Daimler, the owner of Mercedes-Benz, has announced that it will be cutting 3 percent of its workforce, including 10 percent of worldwide management positions, over the next three years. The company employed a little over 300,000 staff at factories in 17 countries at the end of the third quarter. That means the reductions would be in the low five-digits, or at least 10,000 people.
According to the company’s statement, the plans have been accepted by the firm’s works council, which includes labor union representation. The company said in its announcement that it would handle the job reductions “in a socially responsible manner”, including the use of “natural fluctuation”. A variety of measures will be used to cut costs and jobs, including expanding part-time retirement, offering shorter working weeks, and creating a severance program to be offered in Germany. Daimler said the changes will save the company €1.4 billion ($1.5 billion) by the end of 2022
Daimler, along with most other auto manufacturers, is grappling with a slowing auto market. According to data from Fitch Ratings, global car sales are expected to drop by around 3.1 million this year. The slump could worsen as economies around the world slow or even fall into recession. Daimler has repeatedly cut its profit outlook in recent months, and said last month that the group’s operating profit will be “significantly lower” than a year ago.

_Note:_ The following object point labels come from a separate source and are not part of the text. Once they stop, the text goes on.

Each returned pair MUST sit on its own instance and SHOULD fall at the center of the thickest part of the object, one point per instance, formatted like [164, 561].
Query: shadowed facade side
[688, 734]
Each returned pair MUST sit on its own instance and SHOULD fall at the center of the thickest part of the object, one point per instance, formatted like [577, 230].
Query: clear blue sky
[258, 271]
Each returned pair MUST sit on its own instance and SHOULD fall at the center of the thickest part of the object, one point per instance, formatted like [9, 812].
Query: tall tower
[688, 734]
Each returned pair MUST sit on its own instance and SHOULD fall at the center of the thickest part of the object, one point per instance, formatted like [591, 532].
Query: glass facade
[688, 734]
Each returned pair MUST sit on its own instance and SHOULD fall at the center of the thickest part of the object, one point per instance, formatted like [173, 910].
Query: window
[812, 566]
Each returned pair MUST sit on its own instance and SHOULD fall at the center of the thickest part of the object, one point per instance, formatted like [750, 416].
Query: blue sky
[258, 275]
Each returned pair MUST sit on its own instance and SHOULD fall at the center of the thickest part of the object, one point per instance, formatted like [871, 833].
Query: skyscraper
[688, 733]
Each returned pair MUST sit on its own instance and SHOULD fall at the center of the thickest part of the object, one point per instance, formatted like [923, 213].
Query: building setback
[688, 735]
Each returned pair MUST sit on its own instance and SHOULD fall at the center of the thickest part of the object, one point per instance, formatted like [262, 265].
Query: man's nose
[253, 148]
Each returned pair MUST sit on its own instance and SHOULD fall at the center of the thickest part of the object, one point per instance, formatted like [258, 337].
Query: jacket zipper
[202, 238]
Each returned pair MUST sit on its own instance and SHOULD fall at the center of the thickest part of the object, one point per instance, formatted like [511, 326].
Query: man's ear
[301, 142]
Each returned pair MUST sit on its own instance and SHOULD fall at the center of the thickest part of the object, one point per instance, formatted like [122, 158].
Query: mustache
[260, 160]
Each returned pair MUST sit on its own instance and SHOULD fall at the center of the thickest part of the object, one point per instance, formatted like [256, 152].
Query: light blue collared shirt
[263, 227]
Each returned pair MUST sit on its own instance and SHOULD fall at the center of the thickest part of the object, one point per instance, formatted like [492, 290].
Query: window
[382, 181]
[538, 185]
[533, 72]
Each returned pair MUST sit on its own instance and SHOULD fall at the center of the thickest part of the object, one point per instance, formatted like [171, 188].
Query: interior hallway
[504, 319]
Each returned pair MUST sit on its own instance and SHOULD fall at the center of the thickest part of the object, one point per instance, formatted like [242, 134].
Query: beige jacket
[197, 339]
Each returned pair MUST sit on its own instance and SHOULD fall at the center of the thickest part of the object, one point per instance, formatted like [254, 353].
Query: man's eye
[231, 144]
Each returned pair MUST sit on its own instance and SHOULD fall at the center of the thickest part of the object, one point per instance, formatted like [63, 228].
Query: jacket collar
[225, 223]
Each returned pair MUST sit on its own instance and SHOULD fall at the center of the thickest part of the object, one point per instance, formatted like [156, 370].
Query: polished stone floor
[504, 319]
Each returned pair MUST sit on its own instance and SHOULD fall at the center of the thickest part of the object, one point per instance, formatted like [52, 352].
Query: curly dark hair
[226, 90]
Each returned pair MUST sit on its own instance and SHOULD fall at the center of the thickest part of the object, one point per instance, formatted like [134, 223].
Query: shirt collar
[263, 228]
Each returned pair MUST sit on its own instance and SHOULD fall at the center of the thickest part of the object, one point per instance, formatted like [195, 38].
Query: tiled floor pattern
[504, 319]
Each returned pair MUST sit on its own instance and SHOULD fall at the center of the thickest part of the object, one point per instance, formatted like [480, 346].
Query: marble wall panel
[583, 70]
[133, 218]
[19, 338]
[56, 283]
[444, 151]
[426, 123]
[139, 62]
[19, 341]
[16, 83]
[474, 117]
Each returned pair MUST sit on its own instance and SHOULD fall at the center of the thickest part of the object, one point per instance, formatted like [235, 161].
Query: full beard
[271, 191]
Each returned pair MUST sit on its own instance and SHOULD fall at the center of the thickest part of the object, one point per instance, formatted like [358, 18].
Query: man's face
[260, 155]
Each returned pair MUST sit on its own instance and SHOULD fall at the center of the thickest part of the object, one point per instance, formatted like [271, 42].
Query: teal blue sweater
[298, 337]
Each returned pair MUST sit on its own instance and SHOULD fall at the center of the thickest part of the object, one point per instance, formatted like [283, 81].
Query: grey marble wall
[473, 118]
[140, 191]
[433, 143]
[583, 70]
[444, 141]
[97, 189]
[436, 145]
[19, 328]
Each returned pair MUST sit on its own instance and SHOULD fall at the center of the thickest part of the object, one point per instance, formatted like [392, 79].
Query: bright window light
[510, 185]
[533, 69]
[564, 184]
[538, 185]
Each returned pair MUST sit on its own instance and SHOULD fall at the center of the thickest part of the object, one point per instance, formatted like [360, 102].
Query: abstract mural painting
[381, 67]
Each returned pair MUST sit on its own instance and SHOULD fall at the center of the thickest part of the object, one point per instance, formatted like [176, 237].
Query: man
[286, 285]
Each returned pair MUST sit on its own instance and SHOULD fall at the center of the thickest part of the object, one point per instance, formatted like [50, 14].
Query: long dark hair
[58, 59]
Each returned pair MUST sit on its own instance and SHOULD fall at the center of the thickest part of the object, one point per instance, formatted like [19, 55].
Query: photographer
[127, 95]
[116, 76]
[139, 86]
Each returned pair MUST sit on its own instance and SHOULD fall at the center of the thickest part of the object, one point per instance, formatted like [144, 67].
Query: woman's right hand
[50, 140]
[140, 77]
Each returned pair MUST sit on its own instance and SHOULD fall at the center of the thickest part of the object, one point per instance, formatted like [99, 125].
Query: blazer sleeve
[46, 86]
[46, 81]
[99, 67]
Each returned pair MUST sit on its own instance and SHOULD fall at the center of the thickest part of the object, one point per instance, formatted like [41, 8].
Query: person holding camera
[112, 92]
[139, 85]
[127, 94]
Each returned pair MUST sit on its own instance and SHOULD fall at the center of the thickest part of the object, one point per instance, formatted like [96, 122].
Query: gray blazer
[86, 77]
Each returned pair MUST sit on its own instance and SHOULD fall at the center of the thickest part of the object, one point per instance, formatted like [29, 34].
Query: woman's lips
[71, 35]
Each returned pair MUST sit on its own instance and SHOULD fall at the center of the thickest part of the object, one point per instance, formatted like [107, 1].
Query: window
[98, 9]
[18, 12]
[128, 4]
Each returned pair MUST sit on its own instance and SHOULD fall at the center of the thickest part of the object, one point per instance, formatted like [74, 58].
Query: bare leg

Daimler’s announcement marks the third announcement on cost cuts this week by a major German car company. Volkswagen’s luxury car unit Audi said this week it will cut 9,500 jobs, or roughly 10 percent of its global workforce, by 2025 to free up €6 billion ($6.6 billion) over 10 years. BMW also made an announcement this week saying that its management and labor had reached an agreement on measures to cut costs by reducing bonus and other pay schemes for staff.